Millennials love sustainable investing.
That’s the word from the annual Inside ETFs conference which took place January 22-25 in Florida. One of the highlights of the four-day industry get-together was a panel discussion that included David Nadig, CEO of ETF.com, one of America’s leading ETF information providers.
“There is a rise in ‘impact investing’ and caring about something else besides returns,” Nadig said about the state of ETFs. “Much of the demand is coming from institutions with a mandate for sustainable investing, but millennials also want to bring social responsibility and ethical investing into their portfolios.”
Almost two-thirds (61%) of people under the age of 35 are interested in stocks whose companies are socially responsible — 32 percentage points higher than the most jaded of age groups, those 55 and over, who only want profits at any cost to the earth.

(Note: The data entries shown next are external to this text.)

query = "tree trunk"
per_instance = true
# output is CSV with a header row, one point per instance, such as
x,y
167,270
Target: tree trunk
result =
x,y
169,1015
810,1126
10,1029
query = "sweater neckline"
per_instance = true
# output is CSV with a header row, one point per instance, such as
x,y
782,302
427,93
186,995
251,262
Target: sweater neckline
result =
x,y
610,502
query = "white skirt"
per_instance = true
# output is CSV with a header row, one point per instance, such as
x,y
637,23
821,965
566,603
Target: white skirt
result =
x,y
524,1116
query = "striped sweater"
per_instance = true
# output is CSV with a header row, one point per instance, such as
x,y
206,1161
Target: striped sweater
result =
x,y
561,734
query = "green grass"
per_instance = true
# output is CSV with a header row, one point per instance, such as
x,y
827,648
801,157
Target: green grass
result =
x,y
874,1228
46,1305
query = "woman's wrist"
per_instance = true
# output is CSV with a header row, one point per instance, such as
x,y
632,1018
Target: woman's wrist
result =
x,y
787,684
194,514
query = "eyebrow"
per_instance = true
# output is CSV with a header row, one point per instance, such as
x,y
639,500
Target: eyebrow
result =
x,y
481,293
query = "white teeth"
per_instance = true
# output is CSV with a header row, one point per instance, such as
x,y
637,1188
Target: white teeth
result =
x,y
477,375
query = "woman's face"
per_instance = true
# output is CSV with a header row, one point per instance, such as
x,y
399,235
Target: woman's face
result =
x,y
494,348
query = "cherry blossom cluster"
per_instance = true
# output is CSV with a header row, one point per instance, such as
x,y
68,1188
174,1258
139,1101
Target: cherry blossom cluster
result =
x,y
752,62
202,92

I’m being facetious, of course, but it does suggest that investors might want to take into account a company’s ESG (environmental, social, and governance) record because American millennials, who currently control US$1 trillion in financial assets, a number that’s expected to grow to more than US$30 trillion in the decades to come, are deeply committed to companies that provide decent returns — and do the right things on the ESG front.

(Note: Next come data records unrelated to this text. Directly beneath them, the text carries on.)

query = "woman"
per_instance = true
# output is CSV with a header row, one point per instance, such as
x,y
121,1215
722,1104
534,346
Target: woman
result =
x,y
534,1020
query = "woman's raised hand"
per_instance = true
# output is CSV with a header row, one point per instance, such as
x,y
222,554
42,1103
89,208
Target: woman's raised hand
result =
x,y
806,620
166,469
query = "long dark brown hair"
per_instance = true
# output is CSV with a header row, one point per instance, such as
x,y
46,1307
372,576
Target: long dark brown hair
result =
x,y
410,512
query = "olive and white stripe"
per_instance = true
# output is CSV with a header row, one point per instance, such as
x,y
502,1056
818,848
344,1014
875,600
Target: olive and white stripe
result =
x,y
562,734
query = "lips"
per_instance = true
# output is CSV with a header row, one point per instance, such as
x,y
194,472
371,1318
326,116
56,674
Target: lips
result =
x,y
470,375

“Millennials want their views and beliefs reflected in their portfolios,” said Ron Bundy, CEO of Benchmarks North America for the FTSE Russell division of London Stock Exchange Group PLC.
So, there you have it. Socially responsible investing will ultimately drive stocks higher or lower depending on which side of the record a company sits. ESG matters.
While there are several ESG mutual funds offered in Canada, the only TSX-listed ETF that I know of is the iShares Jantzi Social Index ETF (TSX:XEN), a group of 50 stocks that tracks the performance of the Jantzi Social Index, which invests in companies that exhibit a higher standard of environmental and social performance.
The XEN has achieved a five-year annual total return of 9.3% — 74 basis points greater than the iShares S&P/TSX 60 Index Fund.
Down south, a new ETF has emerged that overlays ESG screening criteria to the MSCI ACWI (All Country World Index), weighting the 540 holdings by top-line revenue rather than market cap. The Oppenheimer Global ESG Revenue ETF (NYSEARCA:ESGF) is less than three months old, so I wouldn’t recommend investing in it until it gets at least a year under its belt.
More importantly, it has 26 large-cap TSX-listed companies in its midst. Three of those holdings are also part of the XEN. These are the stocks you want to put at the top of your portfolio.
1. Canadian National Railway Company (TSX:CNR)(NYSE:CNI)
- A weighting of 7.92% in XEN; 0.14% in ESGF
- Five-year total annual return = 21.2%
2. Canadian Tire Corporation Limited (TSX:CTC.A)
- A weighting of 1.07% in XEN; 0.13% in ESGF.
- Five-year total annual return = 19.1%
3. Metro, Inc. (TSX:MRU)
- A weighting of 1.05% in XEN; 0.13% in ESGF.
- Five-year total annual return = 19.9%
Look at that; you can do well by doing good.